As we shall speak in a subsequent page of the physical character and resources
of the present county, nothing further need be now said beyond this, that the
climate of the region west of the mountains was found by the first settlers to
be mild and agreeable, the winds light and bracing, the rain fall ample, storms
and mists rare, the soil fertile, producing trees and grass, and the earth
apparently rich in ores, as indicated by mineral springs.
The two principal non-resident tribes, who frequented this fine country in
1716-1745, were the Delaware from the North and the Catawba from the South. At
the time Augusta was settled, 1732, a bloody war was progressing: between these
tribes, and the Valley was the theatre of action. In this war other tribes now
and again participated as the allies of one or the other party, and it was at a
battle on the North fork of the Shenandoah, in the county now bearing that name,
that the Senedo tribe was exterminated. There is a burial place there eighteen
to twenty feet high and sixty feet in circumference, filled with human bones,
which testify to the truth of this tradition.

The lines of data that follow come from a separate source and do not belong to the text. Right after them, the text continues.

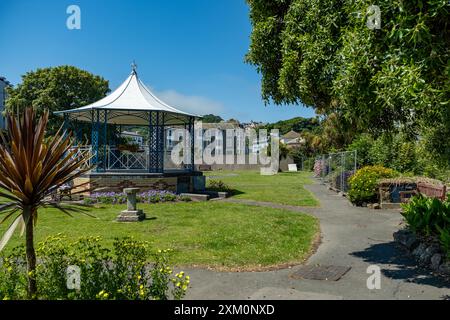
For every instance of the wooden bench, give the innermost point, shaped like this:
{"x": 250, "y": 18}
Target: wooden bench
{"x": 427, "y": 189}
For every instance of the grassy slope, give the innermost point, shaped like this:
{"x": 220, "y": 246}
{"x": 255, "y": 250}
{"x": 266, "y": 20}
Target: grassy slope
{"x": 201, "y": 233}
{"x": 283, "y": 188}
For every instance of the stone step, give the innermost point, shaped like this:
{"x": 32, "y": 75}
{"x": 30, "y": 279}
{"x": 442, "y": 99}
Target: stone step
{"x": 196, "y": 196}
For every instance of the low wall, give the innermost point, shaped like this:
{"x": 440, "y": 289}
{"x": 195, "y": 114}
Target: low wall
{"x": 116, "y": 182}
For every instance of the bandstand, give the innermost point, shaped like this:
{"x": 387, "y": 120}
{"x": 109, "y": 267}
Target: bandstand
{"x": 147, "y": 166}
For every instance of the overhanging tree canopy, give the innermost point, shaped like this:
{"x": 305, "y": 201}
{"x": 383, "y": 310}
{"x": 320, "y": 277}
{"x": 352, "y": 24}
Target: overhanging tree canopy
{"x": 321, "y": 53}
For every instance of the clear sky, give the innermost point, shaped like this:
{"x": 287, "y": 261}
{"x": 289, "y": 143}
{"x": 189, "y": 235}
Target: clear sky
{"x": 191, "y": 53}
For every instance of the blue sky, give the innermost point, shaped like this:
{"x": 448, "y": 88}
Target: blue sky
{"x": 191, "y": 53}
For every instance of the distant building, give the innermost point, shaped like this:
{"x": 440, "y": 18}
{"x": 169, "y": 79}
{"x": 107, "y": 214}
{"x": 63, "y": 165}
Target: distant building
{"x": 135, "y": 137}
{"x": 292, "y": 139}
{"x": 252, "y": 124}
{"x": 3, "y": 84}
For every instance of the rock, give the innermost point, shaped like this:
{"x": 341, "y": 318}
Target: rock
{"x": 424, "y": 256}
{"x": 407, "y": 238}
{"x": 445, "y": 268}
{"x": 436, "y": 260}
{"x": 417, "y": 252}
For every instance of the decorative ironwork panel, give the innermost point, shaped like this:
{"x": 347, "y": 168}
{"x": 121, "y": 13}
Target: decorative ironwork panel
{"x": 155, "y": 143}
{"x": 95, "y": 136}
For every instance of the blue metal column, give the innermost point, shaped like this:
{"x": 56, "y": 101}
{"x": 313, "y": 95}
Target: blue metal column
{"x": 155, "y": 143}
{"x": 192, "y": 138}
{"x": 105, "y": 138}
{"x": 94, "y": 137}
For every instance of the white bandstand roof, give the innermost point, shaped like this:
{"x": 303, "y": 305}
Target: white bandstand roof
{"x": 129, "y": 104}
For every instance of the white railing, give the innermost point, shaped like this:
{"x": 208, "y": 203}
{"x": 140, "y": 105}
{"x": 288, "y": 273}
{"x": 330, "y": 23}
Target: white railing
{"x": 126, "y": 160}
{"x": 83, "y": 151}
{"x": 117, "y": 159}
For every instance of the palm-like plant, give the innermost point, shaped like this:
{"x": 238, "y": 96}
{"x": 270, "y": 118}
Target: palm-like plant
{"x": 31, "y": 169}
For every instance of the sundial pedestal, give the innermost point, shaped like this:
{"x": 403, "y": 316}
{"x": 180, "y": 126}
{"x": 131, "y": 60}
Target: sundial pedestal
{"x": 132, "y": 214}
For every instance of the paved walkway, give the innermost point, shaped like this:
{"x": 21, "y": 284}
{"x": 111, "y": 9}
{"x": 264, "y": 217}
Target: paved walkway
{"x": 351, "y": 236}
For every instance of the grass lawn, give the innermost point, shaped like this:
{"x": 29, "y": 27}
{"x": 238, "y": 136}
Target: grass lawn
{"x": 283, "y": 188}
{"x": 214, "y": 234}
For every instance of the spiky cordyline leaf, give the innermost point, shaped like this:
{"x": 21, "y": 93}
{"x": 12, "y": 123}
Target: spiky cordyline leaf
{"x": 30, "y": 168}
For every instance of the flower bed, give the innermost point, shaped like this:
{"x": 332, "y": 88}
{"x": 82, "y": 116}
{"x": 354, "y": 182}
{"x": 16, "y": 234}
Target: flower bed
{"x": 151, "y": 196}
{"x": 128, "y": 271}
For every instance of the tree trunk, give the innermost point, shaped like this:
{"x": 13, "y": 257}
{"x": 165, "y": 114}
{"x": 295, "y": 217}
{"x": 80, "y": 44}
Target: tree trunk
{"x": 31, "y": 255}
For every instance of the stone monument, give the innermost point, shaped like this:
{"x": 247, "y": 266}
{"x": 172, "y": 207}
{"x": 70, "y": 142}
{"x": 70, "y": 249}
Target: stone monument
{"x": 132, "y": 214}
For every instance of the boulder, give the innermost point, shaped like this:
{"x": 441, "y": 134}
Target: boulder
{"x": 436, "y": 260}
{"x": 445, "y": 268}
{"x": 423, "y": 256}
{"x": 407, "y": 238}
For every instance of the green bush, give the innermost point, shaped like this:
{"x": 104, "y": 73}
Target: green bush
{"x": 128, "y": 271}
{"x": 362, "y": 145}
{"x": 217, "y": 185}
{"x": 364, "y": 183}
{"x": 427, "y": 216}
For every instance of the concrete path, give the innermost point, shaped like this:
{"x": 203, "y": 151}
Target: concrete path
{"x": 351, "y": 236}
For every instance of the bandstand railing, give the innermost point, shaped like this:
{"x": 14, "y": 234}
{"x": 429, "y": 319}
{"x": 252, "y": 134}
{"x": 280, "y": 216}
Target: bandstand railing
{"x": 117, "y": 159}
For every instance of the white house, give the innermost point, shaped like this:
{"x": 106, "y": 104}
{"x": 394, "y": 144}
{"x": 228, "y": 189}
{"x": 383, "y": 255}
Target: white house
{"x": 135, "y": 137}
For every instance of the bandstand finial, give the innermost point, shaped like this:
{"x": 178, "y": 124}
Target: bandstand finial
{"x": 134, "y": 67}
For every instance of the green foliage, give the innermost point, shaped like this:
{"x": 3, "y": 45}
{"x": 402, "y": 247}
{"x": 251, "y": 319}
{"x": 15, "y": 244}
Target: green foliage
{"x": 55, "y": 89}
{"x": 120, "y": 274}
{"x": 444, "y": 239}
{"x": 427, "y": 215}
{"x": 217, "y": 185}
{"x": 321, "y": 53}
{"x": 211, "y": 118}
{"x": 364, "y": 183}
{"x": 298, "y": 124}
{"x": 362, "y": 145}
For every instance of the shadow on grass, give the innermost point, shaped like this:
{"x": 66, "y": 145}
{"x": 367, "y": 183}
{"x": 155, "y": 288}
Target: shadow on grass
{"x": 401, "y": 265}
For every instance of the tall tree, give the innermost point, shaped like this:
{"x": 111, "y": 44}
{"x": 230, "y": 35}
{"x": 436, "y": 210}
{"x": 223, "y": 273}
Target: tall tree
{"x": 55, "y": 89}
{"x": 30, "y": 170}
{"x": 211, "y": 118}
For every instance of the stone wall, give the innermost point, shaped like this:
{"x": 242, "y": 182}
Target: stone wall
{"x": 117, "y": 182}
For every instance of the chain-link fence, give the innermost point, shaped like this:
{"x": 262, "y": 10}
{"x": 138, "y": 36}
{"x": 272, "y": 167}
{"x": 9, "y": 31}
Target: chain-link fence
{"x": 335, "y": 169}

Wars between the tribes who frequented the Valley were of constant occurrence,
and much speculation has been indulged in as to their origin -some inclining to
the opinion that there is a natural state of hostility of man against man. It is
more probable, that these wars resulted from the restless and turbulent nature
of mankind, the ambition of leaders and disputes as to the hunting grounds.

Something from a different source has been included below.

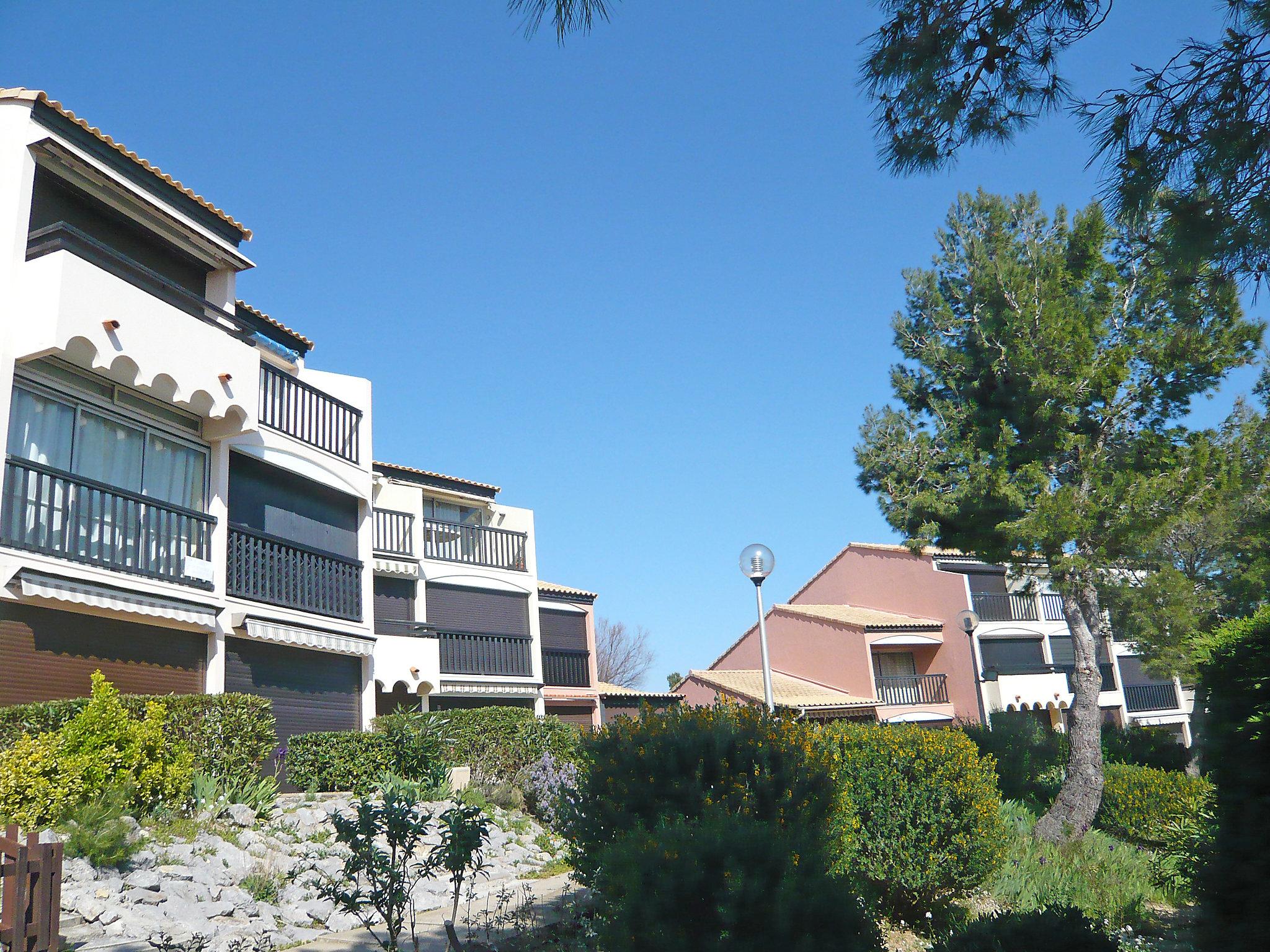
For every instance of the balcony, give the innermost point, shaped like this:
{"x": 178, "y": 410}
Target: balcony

Such, indeed, was the red man's martial and independent spirit, his love of
arms, that he considered war and rapine as the pleasure and glory of mankind. It
was the wars of the Iroquois and Massawomie, on the Ohio, which gave that
beautiful stream its significant name of the " River of Blood." The warpaths
conducting into the Valley were through Rockfish and Jarman's gaps, thence by
the present site of Staunton and down the Valley, branching at different points.
Armed parties during this period constantly passed and repassed the white
settlements without disturbing them. Sometimes they spent the night near the
whites, and, when in need, asked for food and other supplies, which were always
given them. If in want of provisions, and no white was near to supply them, they
would kill pigs or cattle running at large, which they considered lawful game.
The settlers were too few and too wise to resent these liberties, and continued
on amicable terms with both Catawba and Delaware when those tribes were, in
1732, and for many years subsequently, at war with each other. And it is worthy
of remark that neither tribe sought to involve the colonists in their quarrels.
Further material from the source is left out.